Die Beschwerdeführerin gab im Antrag auf Erteilung einer Aufenthaltsbewilligung als Aufenthaltszweck an, ihren Ehemann besuchen zu wollen. In ihrer (ersten) Berufung vom 28. Dezember 1994 gab sie darüberhinaus an, sich auch in Wien eine Arbeit suchen zu wollen und machte somit (im damaligen Zeitpunkt vor Inkrafttreten der Novelle zum AufG, BGBl. Nr. 351/1995, zulässigerweise) einen weiteren Aufenthaltszweck, nämlich den der unselbständigen Erwerbstätigkeit, geltend.
Es kann dahingestellt bleiben, ob die Beschwerdeführerin mit ihrer Angabe "den Ehemann besuchen zu wollen", den Aufenthaltszweck der Familiengemeinschaft mit ihrem Ehegatten geltend machte. Sie tritt der maßgeblichen Feststellung der belangten Behörde, der Antrag ihres Ehegatten auf Erteilung einer Aufenthaltsbewilligung sei - bezogen auf den Zeitpunkt der Erlassung des angefochtenen Bescheides - mit einem im Instanzenzug ergangenen Bescheid der belangten Behörde abgewiesen worden, nicht entgegen.

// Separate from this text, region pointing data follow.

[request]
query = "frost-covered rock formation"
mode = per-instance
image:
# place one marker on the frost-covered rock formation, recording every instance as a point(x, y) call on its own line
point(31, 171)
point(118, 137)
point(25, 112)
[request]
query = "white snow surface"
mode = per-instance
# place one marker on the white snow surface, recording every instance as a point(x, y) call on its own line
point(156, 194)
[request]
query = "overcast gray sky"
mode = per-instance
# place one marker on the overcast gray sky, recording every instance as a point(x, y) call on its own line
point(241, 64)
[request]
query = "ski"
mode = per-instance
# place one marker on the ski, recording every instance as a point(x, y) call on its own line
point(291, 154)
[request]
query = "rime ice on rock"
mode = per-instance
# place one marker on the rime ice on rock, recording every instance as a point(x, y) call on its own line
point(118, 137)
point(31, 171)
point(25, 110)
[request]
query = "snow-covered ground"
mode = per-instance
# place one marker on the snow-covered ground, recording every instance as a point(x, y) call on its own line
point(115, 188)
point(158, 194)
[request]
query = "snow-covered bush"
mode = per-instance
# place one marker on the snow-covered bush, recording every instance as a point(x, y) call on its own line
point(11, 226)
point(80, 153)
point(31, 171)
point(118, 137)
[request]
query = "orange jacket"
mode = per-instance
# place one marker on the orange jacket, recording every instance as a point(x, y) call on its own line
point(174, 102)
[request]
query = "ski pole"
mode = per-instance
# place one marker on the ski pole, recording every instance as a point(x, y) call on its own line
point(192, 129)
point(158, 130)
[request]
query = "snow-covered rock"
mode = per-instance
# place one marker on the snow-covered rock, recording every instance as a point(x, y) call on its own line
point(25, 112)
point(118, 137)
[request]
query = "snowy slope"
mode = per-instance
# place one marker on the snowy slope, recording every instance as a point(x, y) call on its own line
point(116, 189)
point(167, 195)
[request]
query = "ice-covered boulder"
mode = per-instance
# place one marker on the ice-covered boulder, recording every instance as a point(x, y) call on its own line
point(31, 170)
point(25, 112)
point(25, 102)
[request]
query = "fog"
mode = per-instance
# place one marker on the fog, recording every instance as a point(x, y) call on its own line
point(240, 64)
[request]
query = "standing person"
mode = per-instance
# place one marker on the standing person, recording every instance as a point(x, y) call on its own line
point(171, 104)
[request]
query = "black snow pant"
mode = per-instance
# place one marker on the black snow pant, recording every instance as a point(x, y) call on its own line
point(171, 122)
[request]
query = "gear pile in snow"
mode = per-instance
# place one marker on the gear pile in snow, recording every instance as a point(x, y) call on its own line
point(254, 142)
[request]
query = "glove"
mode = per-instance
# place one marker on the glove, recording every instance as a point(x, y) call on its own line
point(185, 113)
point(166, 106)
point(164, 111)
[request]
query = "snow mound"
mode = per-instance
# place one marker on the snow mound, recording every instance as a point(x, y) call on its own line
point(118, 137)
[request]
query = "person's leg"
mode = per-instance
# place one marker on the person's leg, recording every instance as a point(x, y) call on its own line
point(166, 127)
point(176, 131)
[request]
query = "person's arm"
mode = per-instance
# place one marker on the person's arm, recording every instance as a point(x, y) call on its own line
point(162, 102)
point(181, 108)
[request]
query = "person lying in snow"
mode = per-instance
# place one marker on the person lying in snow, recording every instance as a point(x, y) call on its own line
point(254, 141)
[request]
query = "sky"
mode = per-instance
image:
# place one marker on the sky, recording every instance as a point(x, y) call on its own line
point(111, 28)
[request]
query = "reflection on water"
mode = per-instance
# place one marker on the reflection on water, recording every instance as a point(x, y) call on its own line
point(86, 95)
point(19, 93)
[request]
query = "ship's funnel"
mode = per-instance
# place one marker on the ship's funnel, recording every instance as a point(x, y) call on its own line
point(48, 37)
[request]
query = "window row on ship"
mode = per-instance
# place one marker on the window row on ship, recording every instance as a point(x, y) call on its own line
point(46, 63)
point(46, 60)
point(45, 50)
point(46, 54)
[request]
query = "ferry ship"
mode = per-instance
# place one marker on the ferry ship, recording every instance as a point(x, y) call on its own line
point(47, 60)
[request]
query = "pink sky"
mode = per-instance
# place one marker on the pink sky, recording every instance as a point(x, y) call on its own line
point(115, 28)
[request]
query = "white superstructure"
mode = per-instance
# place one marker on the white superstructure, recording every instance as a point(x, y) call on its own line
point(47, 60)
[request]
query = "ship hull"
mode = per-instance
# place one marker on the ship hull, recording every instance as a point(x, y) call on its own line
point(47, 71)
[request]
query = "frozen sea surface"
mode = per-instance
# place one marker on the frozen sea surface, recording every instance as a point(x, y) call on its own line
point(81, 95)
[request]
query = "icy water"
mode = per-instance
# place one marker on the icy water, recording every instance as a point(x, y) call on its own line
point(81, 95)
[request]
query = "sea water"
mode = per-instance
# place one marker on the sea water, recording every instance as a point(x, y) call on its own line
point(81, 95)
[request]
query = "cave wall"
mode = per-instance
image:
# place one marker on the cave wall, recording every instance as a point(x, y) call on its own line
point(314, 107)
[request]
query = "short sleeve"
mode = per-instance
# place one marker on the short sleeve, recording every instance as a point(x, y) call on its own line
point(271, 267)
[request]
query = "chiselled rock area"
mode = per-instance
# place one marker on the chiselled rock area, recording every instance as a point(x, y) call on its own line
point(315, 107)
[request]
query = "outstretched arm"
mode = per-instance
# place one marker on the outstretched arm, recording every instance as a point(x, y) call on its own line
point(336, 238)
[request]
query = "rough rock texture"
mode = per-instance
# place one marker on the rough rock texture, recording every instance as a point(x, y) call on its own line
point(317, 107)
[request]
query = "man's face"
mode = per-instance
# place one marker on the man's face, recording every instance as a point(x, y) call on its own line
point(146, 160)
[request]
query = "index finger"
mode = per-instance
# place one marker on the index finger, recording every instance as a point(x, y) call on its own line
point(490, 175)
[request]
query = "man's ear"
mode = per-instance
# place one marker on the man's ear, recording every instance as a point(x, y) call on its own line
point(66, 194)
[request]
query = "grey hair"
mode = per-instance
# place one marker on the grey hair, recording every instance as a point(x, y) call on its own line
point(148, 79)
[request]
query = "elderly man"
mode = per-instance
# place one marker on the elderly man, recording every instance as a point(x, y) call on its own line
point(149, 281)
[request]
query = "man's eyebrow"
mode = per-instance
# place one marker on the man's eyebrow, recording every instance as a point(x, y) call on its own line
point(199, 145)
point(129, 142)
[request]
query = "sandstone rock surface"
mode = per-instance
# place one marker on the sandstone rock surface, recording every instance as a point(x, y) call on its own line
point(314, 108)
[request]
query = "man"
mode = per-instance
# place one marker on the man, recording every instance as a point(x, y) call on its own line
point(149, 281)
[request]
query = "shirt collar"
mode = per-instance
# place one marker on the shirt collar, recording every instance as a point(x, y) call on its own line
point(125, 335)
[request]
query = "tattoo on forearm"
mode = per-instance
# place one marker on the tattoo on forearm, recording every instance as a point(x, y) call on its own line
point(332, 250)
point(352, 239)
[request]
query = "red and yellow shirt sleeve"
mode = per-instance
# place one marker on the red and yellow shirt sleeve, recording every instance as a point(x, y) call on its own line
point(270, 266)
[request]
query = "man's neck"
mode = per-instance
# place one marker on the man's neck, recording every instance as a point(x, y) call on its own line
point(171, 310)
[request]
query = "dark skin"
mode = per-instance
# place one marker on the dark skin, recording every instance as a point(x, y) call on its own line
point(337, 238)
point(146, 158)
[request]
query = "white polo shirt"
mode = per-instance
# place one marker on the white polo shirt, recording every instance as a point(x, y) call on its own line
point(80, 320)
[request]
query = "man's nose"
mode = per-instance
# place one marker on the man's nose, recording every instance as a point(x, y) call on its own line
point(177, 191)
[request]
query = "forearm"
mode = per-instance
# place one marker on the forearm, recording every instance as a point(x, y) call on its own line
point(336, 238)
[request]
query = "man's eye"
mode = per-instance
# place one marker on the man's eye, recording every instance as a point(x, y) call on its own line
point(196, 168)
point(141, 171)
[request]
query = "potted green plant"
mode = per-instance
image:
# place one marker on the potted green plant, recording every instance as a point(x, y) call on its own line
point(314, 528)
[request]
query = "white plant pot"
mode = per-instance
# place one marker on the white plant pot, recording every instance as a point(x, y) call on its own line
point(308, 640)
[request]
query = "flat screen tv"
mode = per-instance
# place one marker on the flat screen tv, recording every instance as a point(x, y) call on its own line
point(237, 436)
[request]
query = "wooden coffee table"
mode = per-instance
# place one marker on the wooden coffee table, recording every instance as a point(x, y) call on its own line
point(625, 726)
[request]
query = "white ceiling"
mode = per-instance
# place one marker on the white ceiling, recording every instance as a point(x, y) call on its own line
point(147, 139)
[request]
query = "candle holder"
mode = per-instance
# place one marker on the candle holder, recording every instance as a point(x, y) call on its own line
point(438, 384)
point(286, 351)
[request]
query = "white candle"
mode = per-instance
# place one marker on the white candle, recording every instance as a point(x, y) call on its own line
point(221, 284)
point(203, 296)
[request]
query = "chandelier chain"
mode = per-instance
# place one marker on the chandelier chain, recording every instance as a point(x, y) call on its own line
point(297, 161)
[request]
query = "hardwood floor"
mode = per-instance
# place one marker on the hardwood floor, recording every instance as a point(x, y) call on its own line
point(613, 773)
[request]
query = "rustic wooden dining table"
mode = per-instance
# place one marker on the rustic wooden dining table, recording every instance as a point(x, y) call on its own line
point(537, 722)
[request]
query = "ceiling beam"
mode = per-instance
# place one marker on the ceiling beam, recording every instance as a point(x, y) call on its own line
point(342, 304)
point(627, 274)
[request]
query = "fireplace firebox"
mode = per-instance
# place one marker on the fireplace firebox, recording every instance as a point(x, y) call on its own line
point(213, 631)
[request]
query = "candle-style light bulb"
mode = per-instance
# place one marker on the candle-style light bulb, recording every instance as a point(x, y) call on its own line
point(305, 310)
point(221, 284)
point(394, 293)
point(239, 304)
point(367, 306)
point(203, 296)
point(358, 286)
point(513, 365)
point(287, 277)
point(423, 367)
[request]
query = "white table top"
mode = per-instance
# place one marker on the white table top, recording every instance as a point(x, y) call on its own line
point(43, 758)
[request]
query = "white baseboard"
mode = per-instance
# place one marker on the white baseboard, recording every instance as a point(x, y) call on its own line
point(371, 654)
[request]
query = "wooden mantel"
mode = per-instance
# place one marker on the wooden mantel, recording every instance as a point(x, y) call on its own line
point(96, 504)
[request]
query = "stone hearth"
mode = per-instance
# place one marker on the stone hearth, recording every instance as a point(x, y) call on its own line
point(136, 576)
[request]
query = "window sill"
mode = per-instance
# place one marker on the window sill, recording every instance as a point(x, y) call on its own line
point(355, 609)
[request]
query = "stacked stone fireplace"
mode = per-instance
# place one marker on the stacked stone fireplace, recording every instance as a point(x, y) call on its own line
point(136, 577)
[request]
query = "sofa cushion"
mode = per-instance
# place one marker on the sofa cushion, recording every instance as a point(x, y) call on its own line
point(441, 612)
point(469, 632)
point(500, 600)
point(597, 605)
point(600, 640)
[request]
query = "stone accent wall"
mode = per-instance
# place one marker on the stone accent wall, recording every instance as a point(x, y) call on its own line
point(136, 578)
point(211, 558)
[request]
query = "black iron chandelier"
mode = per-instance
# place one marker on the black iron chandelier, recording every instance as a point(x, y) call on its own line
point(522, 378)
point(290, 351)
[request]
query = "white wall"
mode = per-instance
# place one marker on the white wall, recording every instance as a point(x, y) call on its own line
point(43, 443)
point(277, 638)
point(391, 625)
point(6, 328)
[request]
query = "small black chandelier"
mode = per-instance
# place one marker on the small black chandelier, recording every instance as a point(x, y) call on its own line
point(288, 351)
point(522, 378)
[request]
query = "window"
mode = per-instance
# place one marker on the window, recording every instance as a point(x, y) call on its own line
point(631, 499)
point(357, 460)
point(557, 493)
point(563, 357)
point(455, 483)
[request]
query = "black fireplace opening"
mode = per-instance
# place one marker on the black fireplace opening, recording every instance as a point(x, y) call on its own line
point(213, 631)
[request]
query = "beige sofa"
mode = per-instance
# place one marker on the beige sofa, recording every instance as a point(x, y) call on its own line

Der Ehegatte der Beschwerdeführerin war daher im Zeitpunkt der Erlassung des angefochtenen Bescheides nicht zum Aufenthalt in Österreich berechtigt. Damit war der Ehegatte der Beschwerdeführerin - bezogen auf den Zeitpunkt der Erlassung des angefochtenen Bescheides - kein Fremder, auf den die Voraussetzungen des § 3 Abs. 1 Z. 2 AufG zutrafen. Der Beschwerdeführerin stand demnach auch kein Rechtsanspruch auf Erteilung einer Bewilligung aus dem Grunde des § 3 Abs. 1 AufG zu. Eine Anwendung des § 4 Abs. 3 AufG kam daher - wie die belangte Behörde richtig erkannte - gar nicht in Betracht (vgl. das hg. Erkenntnis vom 25. Jänner 1996, Zl. 95/19/0710). Der Beschwerdeführerin konnte auch im Wege einer Ermessensentscheidung über ihren Erstantrag keine Bewilligung zum Zweck der Familienzusammenführung mit ihrem Ehegatten erteilt werden, weil die erstmalige Erteilung einer Bewilligung zu diesem Zweck jedenfalls voraussetzt, daß sich der Angehörige, mit dem die Familienzusammenführung angestrebt wird, rechtmäßig im Inland befindet (vgl. das hg. Erkenntnis vom 22. Februar 1996, Zl. 95/19/0549).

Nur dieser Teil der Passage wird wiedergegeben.